While President Obama could have excluded them from this conversation, it is certain that such a move would insure that no meaningful steps toward reform would be enacted any time soon.
Proponents of the single-payer cause, especially of Rep. Conyers' plan, including this publication, should never give up on that cause. But we should also not insist on the perfect plan to the point where we exclude ourselves from the general debate and the reform process that the Obama administration has launched.
In 2009, the struggle for health care reform will focus primarily on the question of the necessary expansion of public options for working families as viable alternatives to expensive and inadequate private insurance.

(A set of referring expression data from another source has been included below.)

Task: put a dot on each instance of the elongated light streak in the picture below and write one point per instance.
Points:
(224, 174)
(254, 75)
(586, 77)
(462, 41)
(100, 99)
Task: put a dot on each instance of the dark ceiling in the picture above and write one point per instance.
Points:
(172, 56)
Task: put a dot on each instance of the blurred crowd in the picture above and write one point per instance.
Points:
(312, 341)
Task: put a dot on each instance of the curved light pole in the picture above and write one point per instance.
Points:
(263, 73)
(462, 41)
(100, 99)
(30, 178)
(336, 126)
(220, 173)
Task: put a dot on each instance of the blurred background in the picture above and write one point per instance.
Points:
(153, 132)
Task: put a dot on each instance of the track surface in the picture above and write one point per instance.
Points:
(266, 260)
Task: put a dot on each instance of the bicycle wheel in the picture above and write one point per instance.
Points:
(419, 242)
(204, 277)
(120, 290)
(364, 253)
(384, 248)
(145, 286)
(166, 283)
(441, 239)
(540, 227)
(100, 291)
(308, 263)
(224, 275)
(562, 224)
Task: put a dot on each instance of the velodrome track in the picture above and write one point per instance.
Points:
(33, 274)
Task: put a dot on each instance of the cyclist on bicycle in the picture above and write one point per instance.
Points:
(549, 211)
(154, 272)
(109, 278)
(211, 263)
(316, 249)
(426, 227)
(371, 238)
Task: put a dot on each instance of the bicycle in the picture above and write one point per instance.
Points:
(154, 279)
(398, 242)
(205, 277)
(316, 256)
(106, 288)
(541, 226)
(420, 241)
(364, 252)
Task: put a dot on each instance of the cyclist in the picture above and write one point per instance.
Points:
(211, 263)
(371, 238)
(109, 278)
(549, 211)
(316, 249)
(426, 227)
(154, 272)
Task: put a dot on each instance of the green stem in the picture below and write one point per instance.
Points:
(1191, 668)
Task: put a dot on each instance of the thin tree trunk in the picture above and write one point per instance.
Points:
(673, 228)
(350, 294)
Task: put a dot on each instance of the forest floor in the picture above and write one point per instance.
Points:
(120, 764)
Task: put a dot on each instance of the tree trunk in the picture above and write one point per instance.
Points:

While a single-payer program may not itself be on the table in 2009, still on the table, however, are expanded public options like Medicare, Medicaid and S-CHIP as well as federal insurance plans that can reduce the numbers of the uninsured and the tens of millions of people who go without coverage for a portion of the year.
If such reforms are implemented, the first goal of all health reform advocates – making sure everyone can get adequate care – can be achieved. Private insurers who profit from illness and disease will then be forced to compete with a more humane and affordable system.
Perfecting such a system by putting in place a universal single-payer plan will be an ongoing struggle, and it is one we cannot afford to surrender or become cynical about just because it may not be won in 2009.